Chick in down. A broad central streak from crown to tail plum-brown ; a streak of the same colour through the eye and down the sides of the neck; lateral bands of buff; sides of body rich warm reddish-buff changing to pale buff on chin, throat and centre of addomen ; bill fleshy-yellow, legs olive-green.
Distribution. The lower ranges of the Himalayas from Kashmir to East and South Assam ; North and East Central Provinces, Western Bengal, Chota Nagpore, Behar and Orissa; Mundla, Raipur, Bastar and South to the Godavery. The range of this Jungle-fowl coincides with the range of the Sal Tree (Shorea robusta) and the habitat of the Swamp-deer (Cervus duvauceli).
Nidification. The height of the breeding-season is from the end oil March to May but eggs may be found at odd times from January to October and many birds must breed twice. They breed throughout their plains habitat and in the Himalayas up to 7,000 feet but not often above 5,000. The eggs are laid on the ground, either on a mass of fallen leaves and rubbish in a hollow, scraped together by the birds, or just on the ground with no bed at all.

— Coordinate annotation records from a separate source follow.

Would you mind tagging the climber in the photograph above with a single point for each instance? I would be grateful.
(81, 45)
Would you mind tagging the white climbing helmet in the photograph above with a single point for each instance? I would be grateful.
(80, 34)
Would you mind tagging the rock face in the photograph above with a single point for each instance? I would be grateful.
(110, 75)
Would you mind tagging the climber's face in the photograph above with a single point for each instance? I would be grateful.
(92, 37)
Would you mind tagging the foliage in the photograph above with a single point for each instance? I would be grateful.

Occasionally the nest is inside a clump of bamboos two to four feet from the ground. As a rule the site is selected in dense undergrowth, either forest or scrub, but I have seen the eggs quite in the open, lying on dead leaves in bamboo-jungle. One hundred and fifty eggs average 45.3 x 34.4 mm.: maxima 52.0 X 35.5 and 46.3 x 41.1 mm.; minima 39.6 x 33.2 and 44.0 x 32.0 mm. In appearance they are like small warmly-coloured eggs of the domestic fowl. The number of eggs laid is usually live to seven, occasionally as many as eight or nine and often only four. It is very doubtful if Jungle-fowl are always polygamous. I have often seen cock-birds with the hens when the latter are sitting and I have also often seen both cock and hen with the young, feeding and looking after them.

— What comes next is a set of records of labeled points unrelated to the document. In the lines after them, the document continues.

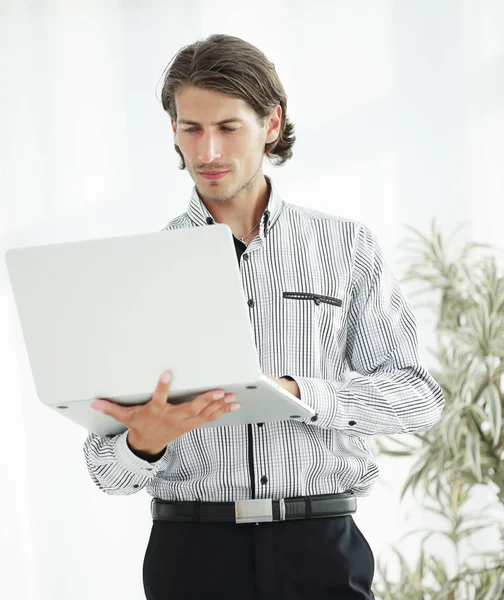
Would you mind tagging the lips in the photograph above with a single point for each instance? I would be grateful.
(212, 175)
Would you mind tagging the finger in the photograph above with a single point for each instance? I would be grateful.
(160, 396)
(119, 413)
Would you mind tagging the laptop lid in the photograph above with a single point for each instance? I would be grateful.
(104, 317)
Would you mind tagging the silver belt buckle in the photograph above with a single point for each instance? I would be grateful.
(253, 511)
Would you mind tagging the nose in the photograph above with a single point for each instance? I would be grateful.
(208, 148)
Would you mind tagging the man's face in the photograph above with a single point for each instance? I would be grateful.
(208, 144)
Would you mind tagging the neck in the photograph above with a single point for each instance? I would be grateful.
(244, 209)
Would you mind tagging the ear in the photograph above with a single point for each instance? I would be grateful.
(274, 121)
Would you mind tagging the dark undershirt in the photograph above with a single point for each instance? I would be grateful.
(240, 249)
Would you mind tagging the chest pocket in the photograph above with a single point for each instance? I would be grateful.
(313, 324)
(316, 298)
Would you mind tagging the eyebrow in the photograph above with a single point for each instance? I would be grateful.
(223, 122)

Habits. The Jungle-fowl lives in forest hut feeds whenever possible in cultivation round about the edges of it. During the heat of the day they sleep in the forest on some tree or clump of bamboos hut from dawn to about 9 A.M. and again from 3 or 4 P.M. until dusk they may be seen wandering about in the crops. They form good sport when driven, though they are inveterate runners and extremely wild and clever in eluding the guns. The call is a sharp quick-ending replica of the crow of the domestic fowl and they have the usual conversational notes of the genus but, though both sexes cackle wildly when frightened, the hens do not cackle after laying an egg. Their diet is principally grain, seeds and shoots of plants but they also eat insects, worms, lizards, frogs, small snakes, crabs, etc. Their flesh is much superior to that of the domestic fowl for the table, though rather dry.